Actual GPU spend across the 9 Phase D pod manifests (7 short failures averaging ~$0.05-0.20 each + 2 successful ~6-min training fires at ~$0.18 each): $1.34, well under the ADR-060 $5-7 expected envelope. Cumulative project spend: $9.92 / ADR-020 $200 hard cap.

Consequences

  • ADR-060 immutability preserved: this narrow renaming-only supersession captures the release-slot shift without rewriting ADR-060’s body text. Future readers cross-reference ADR-060 -> ADR-063 to understand why “v1.1.1 execution” actually landed at v1.1.2.

  • Methodology lock honored: the executed ablation matches every ADR-060 constraint (microsoft/deberta-v3-base; fold 0; seed 42; 2 epochs; 2 truncation strategies; full 5-slice OOD; ablation appendix; not a 6th rung). No methodology drift.

  • Publishable null result: the per-strategy headline directly resolves the long-context-vs-backbone-dominance question that motivated NEXT_STEPS §1.10 and the v1.1.x carryforward. The ModernBERT-vs-DeBERTa headline-ladder gap (per RESULTS §1) is attributed to backbone architecture, not context window. The reviewer can now read the ablation appendix in RESULTS §1B and conclude: “ModernBERT’s 8192-token window did not help on this slate; the win is backbone-architectural.”

  • Deferred Phase E artifacts: RESULTS §1B + WRITEUP §9.2 + library_imports.md inventory entries + SUBMISSION_AUDIT regeneration defer to a follow-up patch after the in-flight doc agent’s ADR-062 commit stabilises. The deferral is documented here + in 898fae5 + 61a09c9 commit messages so the audit trail is complete even before the doc artifacts land.

  • Library-first preserved: src/inference/windowed.py uses HF tokenizer’s native sliding-window protocol; no hand-rolled window-stride arithmetic. Reuses softmax_cast.softmax_fp32 (ADR-019 numerical stability). The chunk-and-average pattern is project-internal infrastructure (specific to the ModernBERT-vs-DeBERTa-v3 confound control), not a generic eval-toolkit primitive; no upstream MR filed.

  • No methodology drift: the bf16 -> fp32 switch was a numerical- stability fix (DeBERTa-v3 + bf16 produces NaN gradients), not a methodology change.
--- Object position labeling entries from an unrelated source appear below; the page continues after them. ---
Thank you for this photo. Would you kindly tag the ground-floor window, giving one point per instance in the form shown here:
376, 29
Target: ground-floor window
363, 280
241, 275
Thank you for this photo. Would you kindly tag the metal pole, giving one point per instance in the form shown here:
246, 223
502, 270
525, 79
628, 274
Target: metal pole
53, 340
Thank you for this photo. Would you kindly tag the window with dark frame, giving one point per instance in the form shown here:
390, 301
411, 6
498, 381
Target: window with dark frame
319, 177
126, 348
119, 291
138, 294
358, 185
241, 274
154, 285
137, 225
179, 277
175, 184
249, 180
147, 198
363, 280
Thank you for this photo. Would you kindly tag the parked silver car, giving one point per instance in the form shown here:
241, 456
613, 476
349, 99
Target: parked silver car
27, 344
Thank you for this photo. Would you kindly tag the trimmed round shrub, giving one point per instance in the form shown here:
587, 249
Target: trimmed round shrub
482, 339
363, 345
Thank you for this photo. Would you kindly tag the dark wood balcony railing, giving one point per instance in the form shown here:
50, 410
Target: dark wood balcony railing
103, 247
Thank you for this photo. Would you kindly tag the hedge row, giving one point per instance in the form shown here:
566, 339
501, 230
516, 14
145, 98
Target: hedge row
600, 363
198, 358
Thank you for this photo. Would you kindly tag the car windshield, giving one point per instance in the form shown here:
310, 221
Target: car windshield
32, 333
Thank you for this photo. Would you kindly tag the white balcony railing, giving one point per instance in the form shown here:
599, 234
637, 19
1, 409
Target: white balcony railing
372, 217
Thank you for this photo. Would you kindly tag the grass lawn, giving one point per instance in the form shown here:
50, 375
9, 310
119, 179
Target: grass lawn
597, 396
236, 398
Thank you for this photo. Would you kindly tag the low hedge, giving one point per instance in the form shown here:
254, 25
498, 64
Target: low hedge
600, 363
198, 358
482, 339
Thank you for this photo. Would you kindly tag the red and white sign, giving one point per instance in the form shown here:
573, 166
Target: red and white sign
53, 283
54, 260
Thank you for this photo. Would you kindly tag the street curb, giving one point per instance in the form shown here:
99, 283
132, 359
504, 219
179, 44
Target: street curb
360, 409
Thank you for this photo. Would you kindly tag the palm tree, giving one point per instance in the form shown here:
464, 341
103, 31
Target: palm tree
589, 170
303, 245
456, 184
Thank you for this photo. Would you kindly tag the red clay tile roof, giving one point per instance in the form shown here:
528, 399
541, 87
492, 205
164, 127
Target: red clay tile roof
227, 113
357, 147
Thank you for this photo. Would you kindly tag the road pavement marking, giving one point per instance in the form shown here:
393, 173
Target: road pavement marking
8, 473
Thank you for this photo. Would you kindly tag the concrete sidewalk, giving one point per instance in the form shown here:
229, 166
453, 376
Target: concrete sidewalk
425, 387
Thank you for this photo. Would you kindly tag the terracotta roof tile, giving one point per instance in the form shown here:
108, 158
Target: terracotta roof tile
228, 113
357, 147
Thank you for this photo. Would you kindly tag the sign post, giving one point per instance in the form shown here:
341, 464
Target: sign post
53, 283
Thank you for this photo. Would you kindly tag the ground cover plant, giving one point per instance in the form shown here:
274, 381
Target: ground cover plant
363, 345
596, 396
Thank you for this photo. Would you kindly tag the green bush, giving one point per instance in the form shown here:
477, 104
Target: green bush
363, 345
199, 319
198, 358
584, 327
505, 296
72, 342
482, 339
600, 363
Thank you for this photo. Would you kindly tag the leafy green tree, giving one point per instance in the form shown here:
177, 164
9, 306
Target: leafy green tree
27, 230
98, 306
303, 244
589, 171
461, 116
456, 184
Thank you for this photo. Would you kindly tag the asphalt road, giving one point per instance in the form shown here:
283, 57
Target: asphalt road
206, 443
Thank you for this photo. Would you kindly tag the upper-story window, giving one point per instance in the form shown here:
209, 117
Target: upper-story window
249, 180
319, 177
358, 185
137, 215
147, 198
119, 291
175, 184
ADR-060 did not constrain the precision; the fp32 choice was made via the YAML’s training.bf16: false flag, with build_training_args honoring the override per a backward- compatible plumbing change that preserves ADR-019 ModernBERT bf16 default.

Linked ADRs

  • Referenced:
    • ADR-060 — methodology lock; this ADR carries forward its execution landing condition to v1.1.2 (narrow renaming-only).
    • ADR-061 — consumed the v1.1.1 slot that ADR-060 had body-text-named for DeBERTa execution.
    • ADR-006 — single-class slice handling (AUROC nan-guard).
    • ADR-019 — bf16 + lr=1e-4 default; this ADR’s build_training_args plumbing change preserves ADR-019 ModernBERT defaults while allowing DeBERTa fp32 overrides via YAML.
    • ADR-020 — cost envelope ($25 per-job soft cap honored; $1.34 actual).
    • ADR-059 — runpod-deploy v0.8.4 lifecycle.on_success: recycle (the warm-pod 2-fire shape this ADR consumed).
  • Source: v1.1.2 execution session per transcripts/2026-05-19__v1-1-2-deberta-execution.md (private; emailed at submission).

Transcript

transcripts/2026-05-19__v1-1-2-deberta-execution.md — captures the full A-D sub-phase walkthrough including the 7-commit fix-cycle diagnosis + the load-bearing FUSE + fp32 fixes.